Host cells containing the expression vectors provided herein can be provided in any suitable forms. In an illustrative embodiment, the host cells are isolated from cell cultures, where the cell cultures may be filtered or centrifuged or otherwise treated to remove the culture media, cell debris and/or other unwanted substances. The host cells may undergo further purification processes as deemed suitable by a person skilled in the art to increase the concentration of the expression vectors therein. The composition may be prepared in liquid form or dried solid form.

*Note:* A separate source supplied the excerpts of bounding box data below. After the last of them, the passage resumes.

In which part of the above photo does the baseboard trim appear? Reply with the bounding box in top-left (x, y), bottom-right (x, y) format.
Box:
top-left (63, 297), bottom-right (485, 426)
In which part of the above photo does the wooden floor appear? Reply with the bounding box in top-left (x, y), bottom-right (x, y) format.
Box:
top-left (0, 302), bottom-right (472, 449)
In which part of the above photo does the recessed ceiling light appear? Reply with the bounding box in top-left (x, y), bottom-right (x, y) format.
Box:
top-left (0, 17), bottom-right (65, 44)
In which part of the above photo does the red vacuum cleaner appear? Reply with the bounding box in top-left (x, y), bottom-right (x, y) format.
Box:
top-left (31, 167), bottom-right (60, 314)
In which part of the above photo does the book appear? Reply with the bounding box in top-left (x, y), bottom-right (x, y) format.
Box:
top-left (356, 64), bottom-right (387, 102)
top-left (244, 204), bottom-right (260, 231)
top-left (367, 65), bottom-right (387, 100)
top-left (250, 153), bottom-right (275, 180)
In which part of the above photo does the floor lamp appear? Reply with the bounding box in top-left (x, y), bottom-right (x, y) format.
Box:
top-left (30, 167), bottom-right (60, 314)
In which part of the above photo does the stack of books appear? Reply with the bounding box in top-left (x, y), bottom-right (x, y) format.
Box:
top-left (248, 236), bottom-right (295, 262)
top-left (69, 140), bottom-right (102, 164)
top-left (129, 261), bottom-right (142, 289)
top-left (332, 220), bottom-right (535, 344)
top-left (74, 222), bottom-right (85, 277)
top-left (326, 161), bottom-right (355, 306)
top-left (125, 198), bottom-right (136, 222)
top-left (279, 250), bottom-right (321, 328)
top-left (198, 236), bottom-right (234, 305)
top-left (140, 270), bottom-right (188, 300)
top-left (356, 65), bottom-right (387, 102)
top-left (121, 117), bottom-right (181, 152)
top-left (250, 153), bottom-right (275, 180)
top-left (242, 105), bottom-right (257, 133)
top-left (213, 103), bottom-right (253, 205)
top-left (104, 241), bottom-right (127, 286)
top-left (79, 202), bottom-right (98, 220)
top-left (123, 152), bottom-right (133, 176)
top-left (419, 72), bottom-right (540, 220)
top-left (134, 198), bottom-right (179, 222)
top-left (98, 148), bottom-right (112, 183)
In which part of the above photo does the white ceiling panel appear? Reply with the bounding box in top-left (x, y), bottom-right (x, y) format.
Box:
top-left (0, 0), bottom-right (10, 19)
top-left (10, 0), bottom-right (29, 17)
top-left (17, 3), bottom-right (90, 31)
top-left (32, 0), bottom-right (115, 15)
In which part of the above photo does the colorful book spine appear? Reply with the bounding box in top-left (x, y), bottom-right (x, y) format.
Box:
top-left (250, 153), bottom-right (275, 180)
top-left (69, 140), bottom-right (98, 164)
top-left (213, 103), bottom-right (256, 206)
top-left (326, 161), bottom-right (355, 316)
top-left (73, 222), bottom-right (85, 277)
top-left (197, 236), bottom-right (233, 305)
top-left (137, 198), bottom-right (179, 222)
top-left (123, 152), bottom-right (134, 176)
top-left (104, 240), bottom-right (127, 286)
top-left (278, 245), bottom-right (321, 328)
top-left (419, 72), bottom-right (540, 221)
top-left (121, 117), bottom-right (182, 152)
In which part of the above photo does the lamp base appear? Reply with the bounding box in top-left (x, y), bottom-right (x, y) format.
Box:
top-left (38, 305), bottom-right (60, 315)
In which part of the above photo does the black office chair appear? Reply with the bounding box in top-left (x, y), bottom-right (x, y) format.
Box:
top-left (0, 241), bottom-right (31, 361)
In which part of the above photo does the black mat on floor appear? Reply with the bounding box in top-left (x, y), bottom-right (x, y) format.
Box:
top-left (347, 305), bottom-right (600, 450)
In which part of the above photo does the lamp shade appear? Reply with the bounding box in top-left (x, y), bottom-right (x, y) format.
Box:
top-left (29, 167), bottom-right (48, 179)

Pharmaceutical Composition

The nucleic acid compositions, expression vectors, and host cells described in the present disclosure may be used as tumor vaccines to prevent and/or treat tumors and/or cancers. In another aspect, the present disclosure provides a pharmaceutical composition comprising a pharmaceutically acceptable carrier and the nucleic acid composition, expression vectors, and/or host cells provided herein. The nucleic acids, expression vectors and host cells can be constructed, isolated and purified using methods well known in the art. The term “pharmaceutically acceptable carrier” as used herein refers to any and all solvents, dispersion media, coatings, antibacterial and antifungal agents, isotonic and absorption delaying agents, and the like that can facilitate storage and administration of the nucleic acids, expression vectors, and/or host cells of the present disclosure to a subject. The pharmaceutically acceptable carriers can include any suitable components, such as without limitation, saline, liposomes, polymeric excipients, colloids, or carrier particles.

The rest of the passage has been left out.